I just had a wonderful visit this weekend with my soon-to-be-in-laws and they described playing Candy Land with their grandkids. Although I never played much as a kid, I think it's a good introductory board game. The game has good visuals, both using the imagery of delicious candy, but also using colors instead of words or numbers to describe moving around the board. This definitely appeals to 3-5 year olds---whatever that age range is called---and is likely the first board game many American children play.
What about when it's time to play games in the classroom? What should a student's first game be then?
I'm focused on impartial games, and versions of Nim had popped up in my elementary and middle school classes. Basic Nim is a candidate for a good introductory game: it is both simple and (surprisingly) has a very sneaky trick to determine who is winning. This gives it a very satisfying quality: we learn about the rules of a game and some of it's underlying details and then, happily, we find a strategy to play the game well! This is unlike some other games that are more fun to play but might be disappointing to students because they don't reach this step.

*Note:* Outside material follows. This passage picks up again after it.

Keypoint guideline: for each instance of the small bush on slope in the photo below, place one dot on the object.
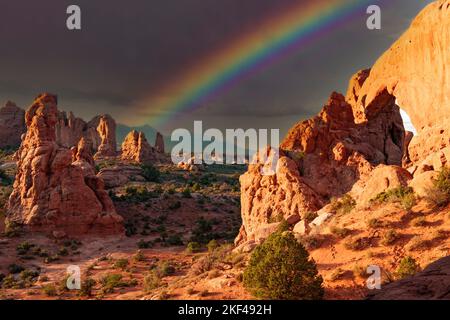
(439, 194)
(403, 195)
(280, 268)
(408, 267)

The text Lessons in Play decides not to introduce impartial games until much later, instead beginning with Domineering. This is another nice game, due partly to its simplicity. Another key point here, though, is that this game uses pieces from other known games: a checkerboard and dominoes. This can lend a sense of creativity to students. "Use your imagination to create your own games from the pieces around you!"
I've also heard from people who swear by Hackenbush. This is a game where your turn consists of erasing an edge of a graph (usually drawn on a whiteboard) that corresponds to your color. After your turn, if there are any subgraphs not connected to a ground node, those are also erased. This game has the excellent feature that it is super customizable and doesn't need to use a parallel-to-the-ground board at all. Again, this sort of thinking outside the box can be very beneficial to students!
Note that both Domineering and Hackenbush have easy extensions to impartial games. Thus, that transition can be made easily.
What else do people prefer? Are these two the most common? Is there anyone out there who advises doing impartial games first?